FTX’s Sam Bankman-Fried Faces New Bribery Charges: U.S. Attorney Takes Action

• Sam Bankman-Fried, the former crypto executive behind FTX, is facing bribery charges for attempting to bribe Chinese officials with $40 million to unfreeze $1 billion held in his secondary company Alameda Research.
• He is now facing 13 separate counts in court and US attorney Damian Williams has thrown his two cents into the mix.
• Court documents purport that the assets held within Alameda were frozen as part of an ongoing investigation into a particular “Alameda trading counterparty.”

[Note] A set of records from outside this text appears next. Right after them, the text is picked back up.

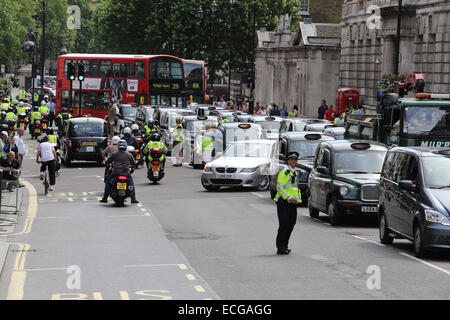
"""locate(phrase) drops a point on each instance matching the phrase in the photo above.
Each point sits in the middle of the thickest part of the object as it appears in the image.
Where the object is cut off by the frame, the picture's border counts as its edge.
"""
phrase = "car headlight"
(344, 191)
(436, 217)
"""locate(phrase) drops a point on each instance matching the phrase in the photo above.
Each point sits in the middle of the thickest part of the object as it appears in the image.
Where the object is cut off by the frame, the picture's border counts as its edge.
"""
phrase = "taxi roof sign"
(313, 136)
(360, 145)
(433, 96)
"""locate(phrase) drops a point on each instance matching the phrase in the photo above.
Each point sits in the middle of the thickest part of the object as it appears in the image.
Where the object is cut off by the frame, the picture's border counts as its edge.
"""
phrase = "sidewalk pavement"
(4, 246)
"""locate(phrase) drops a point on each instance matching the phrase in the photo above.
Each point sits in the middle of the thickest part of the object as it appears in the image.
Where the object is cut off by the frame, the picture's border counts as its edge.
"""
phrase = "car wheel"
(335, 215)
(313, 212)
(210, 188)
(419, 247)
(264, 183)
(385, 238)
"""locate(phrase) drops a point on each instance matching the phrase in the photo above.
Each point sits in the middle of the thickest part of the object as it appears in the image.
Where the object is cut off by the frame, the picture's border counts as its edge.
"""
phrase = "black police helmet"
(155, 137)
(122, 145)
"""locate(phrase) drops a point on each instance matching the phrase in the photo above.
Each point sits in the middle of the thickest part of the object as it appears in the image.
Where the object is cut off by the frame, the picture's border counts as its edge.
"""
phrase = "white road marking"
(426, 263)
(258, 195)
(367, 240)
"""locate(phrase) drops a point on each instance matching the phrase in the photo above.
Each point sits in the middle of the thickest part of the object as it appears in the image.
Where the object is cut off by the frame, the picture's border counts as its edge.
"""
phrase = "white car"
(243, 164)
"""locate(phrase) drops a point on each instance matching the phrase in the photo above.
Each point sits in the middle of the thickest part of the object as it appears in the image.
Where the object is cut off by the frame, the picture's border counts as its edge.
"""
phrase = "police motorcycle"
(139, 153)
(155, 171)
(121, 187)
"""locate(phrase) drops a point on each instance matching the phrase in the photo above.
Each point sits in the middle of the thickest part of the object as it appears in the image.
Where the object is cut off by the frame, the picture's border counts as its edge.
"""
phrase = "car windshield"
(129, 112)
(358, 161)
(434, 173)
(86, 130)
(270, 126)
(305, 148)
(238, 134)
(149, 113)
(248, 150)
(427, 120)
(198, 125)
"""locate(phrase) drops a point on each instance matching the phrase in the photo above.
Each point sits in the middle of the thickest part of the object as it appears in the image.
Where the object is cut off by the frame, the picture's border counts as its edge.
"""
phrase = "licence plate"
(121, 186)
(89, 143)
(369, 209)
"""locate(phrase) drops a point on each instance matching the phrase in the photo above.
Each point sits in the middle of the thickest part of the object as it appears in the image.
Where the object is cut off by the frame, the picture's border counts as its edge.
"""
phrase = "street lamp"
(214, 7)
(230, 48)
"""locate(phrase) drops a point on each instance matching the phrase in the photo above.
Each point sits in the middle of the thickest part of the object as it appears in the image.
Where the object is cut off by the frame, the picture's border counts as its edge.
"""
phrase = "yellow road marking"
(199, 289)
(190, 276)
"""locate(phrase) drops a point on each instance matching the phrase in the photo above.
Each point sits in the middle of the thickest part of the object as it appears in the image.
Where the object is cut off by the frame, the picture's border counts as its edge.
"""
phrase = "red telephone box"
(346, 97)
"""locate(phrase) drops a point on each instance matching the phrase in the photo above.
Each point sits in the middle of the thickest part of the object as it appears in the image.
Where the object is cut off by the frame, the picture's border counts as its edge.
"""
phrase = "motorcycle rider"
(155, 143)
(150, 129)
(121, 160)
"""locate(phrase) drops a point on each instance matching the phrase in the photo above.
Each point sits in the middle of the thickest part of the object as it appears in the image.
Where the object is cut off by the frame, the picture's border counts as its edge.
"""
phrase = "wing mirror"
(406, 185)
(323, 170)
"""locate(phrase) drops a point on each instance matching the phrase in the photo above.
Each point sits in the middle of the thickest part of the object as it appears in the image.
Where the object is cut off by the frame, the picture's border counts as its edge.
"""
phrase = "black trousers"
(287, 217)
(51, 170)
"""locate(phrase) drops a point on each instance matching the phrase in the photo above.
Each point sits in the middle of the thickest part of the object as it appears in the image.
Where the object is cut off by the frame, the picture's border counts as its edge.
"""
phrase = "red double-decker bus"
(195, 74)
(143, 79)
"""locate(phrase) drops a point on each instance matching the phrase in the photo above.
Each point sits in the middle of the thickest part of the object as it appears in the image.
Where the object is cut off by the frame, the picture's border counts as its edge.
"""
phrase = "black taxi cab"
(415, 198)
(305, 143)
(344, 179)
(84, 138)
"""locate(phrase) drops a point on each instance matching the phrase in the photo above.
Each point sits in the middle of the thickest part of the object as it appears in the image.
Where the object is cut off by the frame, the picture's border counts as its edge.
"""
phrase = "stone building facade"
(300, 68)
(367, 51)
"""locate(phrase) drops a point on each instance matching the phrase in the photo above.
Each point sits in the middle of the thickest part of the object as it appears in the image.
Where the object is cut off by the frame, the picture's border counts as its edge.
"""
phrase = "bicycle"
(46, 182)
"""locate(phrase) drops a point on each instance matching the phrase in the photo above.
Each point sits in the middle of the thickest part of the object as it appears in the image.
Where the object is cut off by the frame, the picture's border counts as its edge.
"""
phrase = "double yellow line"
(17, 282)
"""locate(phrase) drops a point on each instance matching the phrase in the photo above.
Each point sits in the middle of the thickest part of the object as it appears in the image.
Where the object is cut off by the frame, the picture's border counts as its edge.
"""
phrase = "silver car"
(243, 164)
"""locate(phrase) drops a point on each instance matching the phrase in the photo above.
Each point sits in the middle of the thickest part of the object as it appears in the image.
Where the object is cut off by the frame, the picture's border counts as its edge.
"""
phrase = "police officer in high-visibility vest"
(62, 116)
(5, 104)
(150, 129)
(35, 98)
(287, 197)
(155, 143)
(207, 144)
(35, 115)
(177, 136)
(22, 94)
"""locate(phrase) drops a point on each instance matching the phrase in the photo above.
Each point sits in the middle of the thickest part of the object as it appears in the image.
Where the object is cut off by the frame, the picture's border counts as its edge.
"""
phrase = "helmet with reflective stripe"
(122, 145)
(115, 140)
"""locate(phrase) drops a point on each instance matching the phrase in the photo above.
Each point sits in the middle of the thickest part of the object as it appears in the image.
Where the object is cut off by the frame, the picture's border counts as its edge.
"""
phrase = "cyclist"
(47, 155)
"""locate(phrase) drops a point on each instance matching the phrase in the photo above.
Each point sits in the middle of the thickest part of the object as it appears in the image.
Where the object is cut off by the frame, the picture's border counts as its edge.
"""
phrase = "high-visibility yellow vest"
(287, 186)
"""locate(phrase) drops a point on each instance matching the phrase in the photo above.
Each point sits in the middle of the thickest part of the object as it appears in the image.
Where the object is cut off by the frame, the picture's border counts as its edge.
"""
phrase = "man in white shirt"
(47, 154)
(20, 145)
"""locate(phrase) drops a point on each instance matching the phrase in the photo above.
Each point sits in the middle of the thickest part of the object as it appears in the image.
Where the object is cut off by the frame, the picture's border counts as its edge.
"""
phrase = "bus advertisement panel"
(141, 79)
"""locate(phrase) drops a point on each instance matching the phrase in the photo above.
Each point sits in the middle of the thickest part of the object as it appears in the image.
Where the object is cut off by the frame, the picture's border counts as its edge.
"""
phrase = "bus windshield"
(427, 120)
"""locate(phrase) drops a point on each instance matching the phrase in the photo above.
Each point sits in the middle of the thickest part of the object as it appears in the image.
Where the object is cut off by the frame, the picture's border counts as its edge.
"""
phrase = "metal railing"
(10, 195)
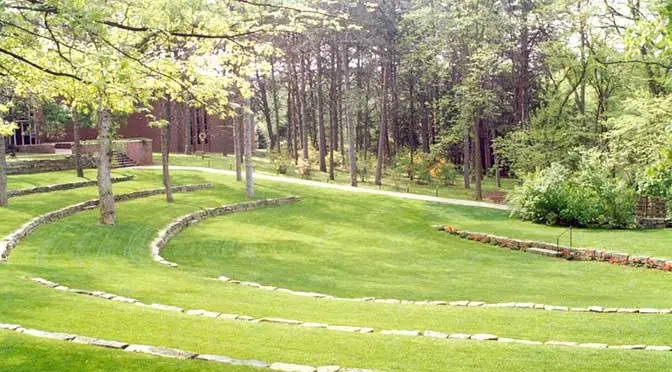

Sam Bankman-Fried Facing Bribery Charges

Former crypto executive Sam Bankman-Fried, who runs popular digital currency trading platform FTX, has been charged with violating the Foreign Corrupt Practices Act by allegedly attempting to bribe officials from China. He is now facing approximately 13 separate counts in court.

Attempted Bribe

Prosecutors claim that Sam Bankman-Fried attempted to send money to Chinese officials so they would unfreeze roughly $1 billion under his name held through his secondary company Alameda Research, a crypto trading hedge fund. The indictment reads as follows: „In or about 2021, Samuel Bankman-Fried, a/k/a/ SBF, the defendant, authorized and directed a bribe of at least $40 million to one or more Chinese government officials.“

Investigation Into Trading Counterparty

Court documents purport that the assets held within Alameda were frozen as part of an ongoing investigation into a particular “Alameda trading counterparty,“ and that SBF and several of his constituents made various attempts to get the money unlocked for private use. Some of these methods included retaining attorneys to advocate in the country for funds to be unfrozen and communicating with Chinese exchanges.

Damian Williams Comments

US attorney for the Southern District of New York Damian Williams has commented on this case saying: „We are hard at work and will remain so until justice is done.“

Conclusion

Sam Bankman-Fried is alleged to have tried to have the money unfrozen for months but with no success at first. It remains unclear what outcome this case will bring but it certainly paints a worrying picture for those involved in cryptocurrency investments looking ahead.